II. On my way to Europe on United Airlines a couple of weeks ago, I spent 20,000 miles to upgrade from business to first class just to try it out. I have a lot of trouble using the miles I’ve accumulated, so this seemed pretty cheap. (It was quite a cushy, comfortable experience but in no way worth what they charge for it if you buy an actual ticket, especially as their new international business class seat is quite sleepable.) At some point I lost a keychain with a flash drive, nail clipper, key and something else deep in the machinery of the very mechanized seat, and two flight attendants and I, poking and peering, couldn’t see it from above or underneath after we arrived. I considered it gone forever. Nothing critical on the flash drive, so not the end of the world.
A day after I arrived, my daughter emailed me that an engineer from United had called, having found the keychain and browsed the flashdrive for contact information. He was quite concerned that I might need it for a presentation wherever I was going.
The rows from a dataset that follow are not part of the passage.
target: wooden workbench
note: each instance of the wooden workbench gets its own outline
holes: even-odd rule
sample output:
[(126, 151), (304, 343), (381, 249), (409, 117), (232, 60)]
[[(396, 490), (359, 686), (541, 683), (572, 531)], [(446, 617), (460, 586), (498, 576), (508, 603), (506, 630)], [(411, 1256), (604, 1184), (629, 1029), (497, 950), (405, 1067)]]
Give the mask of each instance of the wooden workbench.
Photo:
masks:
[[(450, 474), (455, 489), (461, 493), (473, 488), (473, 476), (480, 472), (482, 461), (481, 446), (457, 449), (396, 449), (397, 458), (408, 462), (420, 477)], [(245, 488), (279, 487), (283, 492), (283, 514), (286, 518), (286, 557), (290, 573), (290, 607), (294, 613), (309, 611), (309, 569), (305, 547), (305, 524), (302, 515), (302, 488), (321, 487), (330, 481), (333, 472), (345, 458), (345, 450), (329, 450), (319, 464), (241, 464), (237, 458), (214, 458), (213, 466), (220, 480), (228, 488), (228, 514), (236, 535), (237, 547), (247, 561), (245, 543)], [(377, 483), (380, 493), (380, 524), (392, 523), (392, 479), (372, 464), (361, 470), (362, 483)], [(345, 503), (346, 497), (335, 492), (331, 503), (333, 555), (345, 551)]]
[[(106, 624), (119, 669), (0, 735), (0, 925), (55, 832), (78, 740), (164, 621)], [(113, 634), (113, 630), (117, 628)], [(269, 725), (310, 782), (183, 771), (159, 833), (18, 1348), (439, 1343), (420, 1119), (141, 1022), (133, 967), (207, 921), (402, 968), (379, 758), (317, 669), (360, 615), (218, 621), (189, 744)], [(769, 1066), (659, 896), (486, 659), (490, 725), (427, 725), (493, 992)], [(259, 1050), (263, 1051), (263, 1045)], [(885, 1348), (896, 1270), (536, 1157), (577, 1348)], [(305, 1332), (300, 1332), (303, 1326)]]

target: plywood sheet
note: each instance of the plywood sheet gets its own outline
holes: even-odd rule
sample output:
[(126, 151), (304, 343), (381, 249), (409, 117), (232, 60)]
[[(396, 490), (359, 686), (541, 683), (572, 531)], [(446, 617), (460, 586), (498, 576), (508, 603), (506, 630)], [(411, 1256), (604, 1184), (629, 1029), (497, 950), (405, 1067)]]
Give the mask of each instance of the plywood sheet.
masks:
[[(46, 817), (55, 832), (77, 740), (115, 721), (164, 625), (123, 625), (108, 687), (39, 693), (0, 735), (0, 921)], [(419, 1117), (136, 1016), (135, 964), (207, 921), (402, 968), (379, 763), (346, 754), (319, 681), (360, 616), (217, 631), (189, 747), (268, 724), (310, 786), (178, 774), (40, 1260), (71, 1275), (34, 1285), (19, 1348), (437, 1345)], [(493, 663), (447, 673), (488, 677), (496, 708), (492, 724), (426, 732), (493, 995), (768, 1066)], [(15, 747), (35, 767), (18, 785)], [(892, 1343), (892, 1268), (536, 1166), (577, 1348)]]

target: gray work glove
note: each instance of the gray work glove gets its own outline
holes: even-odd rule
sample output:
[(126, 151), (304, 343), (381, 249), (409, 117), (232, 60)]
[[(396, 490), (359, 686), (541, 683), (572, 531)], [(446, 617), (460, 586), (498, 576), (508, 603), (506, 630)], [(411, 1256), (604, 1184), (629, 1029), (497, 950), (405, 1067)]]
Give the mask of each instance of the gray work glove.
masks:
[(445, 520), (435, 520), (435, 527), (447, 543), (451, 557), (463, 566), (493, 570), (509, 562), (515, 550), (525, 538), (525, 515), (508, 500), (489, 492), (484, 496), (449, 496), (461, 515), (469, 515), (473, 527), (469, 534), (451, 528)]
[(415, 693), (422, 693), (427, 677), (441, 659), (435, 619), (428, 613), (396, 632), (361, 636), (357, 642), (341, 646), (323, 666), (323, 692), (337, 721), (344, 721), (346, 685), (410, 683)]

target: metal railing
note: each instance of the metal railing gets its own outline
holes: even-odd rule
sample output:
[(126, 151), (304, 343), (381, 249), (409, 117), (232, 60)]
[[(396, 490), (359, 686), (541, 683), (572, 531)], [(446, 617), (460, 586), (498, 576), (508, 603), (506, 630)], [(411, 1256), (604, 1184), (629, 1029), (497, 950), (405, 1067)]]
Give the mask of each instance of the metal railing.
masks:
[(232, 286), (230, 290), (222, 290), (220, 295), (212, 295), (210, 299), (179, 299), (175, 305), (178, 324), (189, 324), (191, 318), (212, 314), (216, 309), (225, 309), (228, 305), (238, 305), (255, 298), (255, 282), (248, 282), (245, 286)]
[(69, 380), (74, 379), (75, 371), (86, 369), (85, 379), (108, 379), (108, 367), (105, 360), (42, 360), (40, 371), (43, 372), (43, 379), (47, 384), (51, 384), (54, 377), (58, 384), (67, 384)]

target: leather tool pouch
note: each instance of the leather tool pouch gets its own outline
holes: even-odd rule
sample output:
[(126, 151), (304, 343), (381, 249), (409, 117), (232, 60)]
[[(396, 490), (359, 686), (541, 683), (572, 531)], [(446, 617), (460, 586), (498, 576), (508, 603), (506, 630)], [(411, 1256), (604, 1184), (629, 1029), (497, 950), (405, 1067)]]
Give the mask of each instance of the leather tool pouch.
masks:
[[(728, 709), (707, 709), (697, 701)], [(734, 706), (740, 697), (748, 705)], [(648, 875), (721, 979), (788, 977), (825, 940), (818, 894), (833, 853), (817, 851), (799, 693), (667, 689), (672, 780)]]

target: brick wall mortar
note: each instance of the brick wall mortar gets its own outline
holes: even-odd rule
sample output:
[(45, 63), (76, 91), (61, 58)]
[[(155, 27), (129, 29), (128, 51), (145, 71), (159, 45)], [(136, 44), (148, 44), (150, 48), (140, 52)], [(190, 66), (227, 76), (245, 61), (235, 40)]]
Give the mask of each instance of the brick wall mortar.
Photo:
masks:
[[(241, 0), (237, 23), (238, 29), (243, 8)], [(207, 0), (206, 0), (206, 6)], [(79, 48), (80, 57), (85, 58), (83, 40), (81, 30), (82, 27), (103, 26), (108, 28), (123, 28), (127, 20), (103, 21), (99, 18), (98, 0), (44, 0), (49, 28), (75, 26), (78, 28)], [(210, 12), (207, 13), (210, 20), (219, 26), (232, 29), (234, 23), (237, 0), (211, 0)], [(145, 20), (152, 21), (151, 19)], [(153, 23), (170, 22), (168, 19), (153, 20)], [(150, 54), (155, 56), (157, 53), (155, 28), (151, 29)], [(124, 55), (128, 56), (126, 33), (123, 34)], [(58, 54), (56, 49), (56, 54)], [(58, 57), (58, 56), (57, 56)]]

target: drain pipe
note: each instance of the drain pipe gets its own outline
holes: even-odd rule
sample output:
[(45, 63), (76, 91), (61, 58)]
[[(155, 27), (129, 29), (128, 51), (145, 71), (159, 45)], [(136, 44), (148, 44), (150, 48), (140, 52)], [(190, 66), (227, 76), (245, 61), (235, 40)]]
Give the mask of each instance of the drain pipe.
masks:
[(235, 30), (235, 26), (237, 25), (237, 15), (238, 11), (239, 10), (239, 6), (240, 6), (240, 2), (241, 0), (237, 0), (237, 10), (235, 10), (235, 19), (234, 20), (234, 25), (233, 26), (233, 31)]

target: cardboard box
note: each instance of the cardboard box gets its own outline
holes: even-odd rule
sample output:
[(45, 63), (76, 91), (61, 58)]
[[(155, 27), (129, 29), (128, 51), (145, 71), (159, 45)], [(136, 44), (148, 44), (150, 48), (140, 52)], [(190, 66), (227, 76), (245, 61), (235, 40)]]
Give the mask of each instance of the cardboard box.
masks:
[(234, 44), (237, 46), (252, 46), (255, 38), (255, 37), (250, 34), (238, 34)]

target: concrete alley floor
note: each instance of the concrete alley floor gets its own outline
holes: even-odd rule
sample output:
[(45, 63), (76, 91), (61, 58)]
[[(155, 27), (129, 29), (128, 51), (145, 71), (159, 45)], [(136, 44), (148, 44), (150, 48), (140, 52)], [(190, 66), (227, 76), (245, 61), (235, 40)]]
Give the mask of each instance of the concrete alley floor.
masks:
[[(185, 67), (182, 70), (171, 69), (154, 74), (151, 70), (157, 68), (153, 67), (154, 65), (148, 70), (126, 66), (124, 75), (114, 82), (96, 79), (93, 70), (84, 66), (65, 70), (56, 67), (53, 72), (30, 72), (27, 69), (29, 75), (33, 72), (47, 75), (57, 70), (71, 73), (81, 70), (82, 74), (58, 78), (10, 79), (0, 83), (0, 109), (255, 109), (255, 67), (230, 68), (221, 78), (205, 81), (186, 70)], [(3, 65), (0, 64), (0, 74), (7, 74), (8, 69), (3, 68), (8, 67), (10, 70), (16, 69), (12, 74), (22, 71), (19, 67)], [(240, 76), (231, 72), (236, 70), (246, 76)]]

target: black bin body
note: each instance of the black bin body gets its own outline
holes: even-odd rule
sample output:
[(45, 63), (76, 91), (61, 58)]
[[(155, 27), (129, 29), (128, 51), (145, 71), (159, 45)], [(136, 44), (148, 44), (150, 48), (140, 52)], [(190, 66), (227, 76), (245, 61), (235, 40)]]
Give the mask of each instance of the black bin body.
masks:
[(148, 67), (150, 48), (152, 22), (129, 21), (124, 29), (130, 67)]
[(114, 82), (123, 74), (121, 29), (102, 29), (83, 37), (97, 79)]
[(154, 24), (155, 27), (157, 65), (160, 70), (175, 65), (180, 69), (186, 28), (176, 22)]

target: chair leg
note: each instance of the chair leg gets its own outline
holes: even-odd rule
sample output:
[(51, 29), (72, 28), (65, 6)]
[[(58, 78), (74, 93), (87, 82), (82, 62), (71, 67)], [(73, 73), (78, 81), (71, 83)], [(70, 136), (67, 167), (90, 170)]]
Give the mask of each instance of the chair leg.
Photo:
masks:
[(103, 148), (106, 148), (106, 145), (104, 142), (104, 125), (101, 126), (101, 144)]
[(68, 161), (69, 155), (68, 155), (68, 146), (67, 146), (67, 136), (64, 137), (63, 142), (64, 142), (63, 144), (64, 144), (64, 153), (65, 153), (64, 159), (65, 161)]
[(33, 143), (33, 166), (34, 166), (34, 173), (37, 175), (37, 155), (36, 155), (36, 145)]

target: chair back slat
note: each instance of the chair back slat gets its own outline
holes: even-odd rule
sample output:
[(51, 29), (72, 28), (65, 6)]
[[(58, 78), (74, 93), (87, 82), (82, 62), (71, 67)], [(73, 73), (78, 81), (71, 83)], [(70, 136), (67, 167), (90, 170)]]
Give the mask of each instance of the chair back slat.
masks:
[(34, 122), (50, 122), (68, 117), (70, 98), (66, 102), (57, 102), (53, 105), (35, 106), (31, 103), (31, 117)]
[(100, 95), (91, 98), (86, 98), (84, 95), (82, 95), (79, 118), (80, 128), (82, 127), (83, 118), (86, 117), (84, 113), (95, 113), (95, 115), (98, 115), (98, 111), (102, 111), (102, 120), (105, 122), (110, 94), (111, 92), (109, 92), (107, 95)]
I called him back and told him when I was returning, and he was waiting for me at the gate with my keys five days later, tool belt, steel-toed shoes and all; I gave him a box of duty free chocolate and extensive thanks, he went off to work on another aircraft, and I’m telling this “United gets one right” story to you. I also sent United a note with his name; I hope they make a proper fuss about him.